Democrats sounded hopeful that a weakened Christie would lead to actual bipartisanship, and less of a governor trying to steamroll the other side. “Hopefully there will be a little less discipline on their side,” said Loretta Weinberg, a 78-year-old, five-foot-nothing lawmaker who has emerged as one of Christie’s most ferocious critics. “You know the old saying, ‘I don’t belong to any organized party—I am a Democrat’? Hopefully we will see some of that on their side.”

The Christie way of bipartisanship, no matter how much he extolls it in speeches, included “calling my colleagues, running the gamut from ‘idiot’ to ‘numbnuts’ to ‘you are a liar,’” Weinberg said. “I could attach a legislative name to each of those—‘Senator Numbnuts.’ Do you call that bipartisanship?”

“I still want to know who sat in their office and said, ‘I’ve got an idea.
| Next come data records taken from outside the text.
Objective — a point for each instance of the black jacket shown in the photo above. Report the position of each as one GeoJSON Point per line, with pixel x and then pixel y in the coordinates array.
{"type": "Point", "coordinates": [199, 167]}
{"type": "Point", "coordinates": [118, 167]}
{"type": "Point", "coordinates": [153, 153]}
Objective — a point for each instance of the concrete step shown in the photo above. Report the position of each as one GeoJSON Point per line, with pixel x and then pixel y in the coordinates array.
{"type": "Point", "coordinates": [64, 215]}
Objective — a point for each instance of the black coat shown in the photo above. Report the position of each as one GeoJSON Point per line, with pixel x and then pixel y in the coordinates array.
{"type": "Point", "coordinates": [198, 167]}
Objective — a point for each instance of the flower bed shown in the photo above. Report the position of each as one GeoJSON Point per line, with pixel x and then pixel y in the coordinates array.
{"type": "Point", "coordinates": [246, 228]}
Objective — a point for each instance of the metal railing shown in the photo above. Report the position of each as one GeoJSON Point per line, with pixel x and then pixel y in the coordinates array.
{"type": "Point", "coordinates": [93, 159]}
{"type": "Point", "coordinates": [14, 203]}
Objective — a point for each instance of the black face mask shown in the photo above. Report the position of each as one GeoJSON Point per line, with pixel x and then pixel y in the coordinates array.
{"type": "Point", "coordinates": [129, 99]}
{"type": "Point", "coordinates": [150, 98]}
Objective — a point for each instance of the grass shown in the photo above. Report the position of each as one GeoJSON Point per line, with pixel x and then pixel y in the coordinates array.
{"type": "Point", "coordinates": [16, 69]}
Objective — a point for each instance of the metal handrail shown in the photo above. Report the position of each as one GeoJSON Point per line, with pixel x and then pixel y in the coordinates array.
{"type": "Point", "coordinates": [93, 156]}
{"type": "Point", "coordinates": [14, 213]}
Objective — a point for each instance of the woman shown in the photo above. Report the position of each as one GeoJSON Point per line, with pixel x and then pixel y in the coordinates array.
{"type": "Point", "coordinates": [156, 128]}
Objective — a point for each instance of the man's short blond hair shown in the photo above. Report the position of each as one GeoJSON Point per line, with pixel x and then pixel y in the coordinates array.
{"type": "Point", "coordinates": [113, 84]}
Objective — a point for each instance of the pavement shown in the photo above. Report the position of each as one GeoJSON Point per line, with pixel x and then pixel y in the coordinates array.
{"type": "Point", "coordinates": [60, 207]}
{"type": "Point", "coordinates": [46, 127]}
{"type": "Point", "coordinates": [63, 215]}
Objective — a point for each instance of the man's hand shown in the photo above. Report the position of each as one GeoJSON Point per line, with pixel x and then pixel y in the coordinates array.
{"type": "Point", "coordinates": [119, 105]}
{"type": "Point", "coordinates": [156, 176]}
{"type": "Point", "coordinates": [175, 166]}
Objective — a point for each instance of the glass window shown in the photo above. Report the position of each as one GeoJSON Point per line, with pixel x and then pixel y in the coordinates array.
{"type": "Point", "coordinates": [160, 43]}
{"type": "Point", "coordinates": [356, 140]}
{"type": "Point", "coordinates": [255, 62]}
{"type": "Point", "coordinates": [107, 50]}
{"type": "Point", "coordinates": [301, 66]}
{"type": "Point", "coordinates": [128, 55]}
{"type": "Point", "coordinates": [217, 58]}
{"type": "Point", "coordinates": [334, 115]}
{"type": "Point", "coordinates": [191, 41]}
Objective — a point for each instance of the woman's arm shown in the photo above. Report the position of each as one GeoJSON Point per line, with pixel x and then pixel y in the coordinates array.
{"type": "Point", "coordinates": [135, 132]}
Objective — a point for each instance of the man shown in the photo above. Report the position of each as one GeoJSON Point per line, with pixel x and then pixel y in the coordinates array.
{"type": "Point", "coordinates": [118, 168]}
Let’s create a traffic jam.’ That is one of the most bizarre thing I have seen in all of my years in politics and government.”

At a press conference after the speech, New Jersey Democrats stuck to Christie’s script, and steered questions away from the bridge and towards the budget. “We know everybody is fascinated by Bridgegate. The reality is we would all like to go to the last chapter of the book and read what the conclusion is,” said Assembly Majority Leader Louis D Greenwald. “Today the governor gave a state of the state speech. The business of the state has to go forward.”

And with a sigh, the assembled press slowly started to trickle out, back to the television trucks lining up on State Street.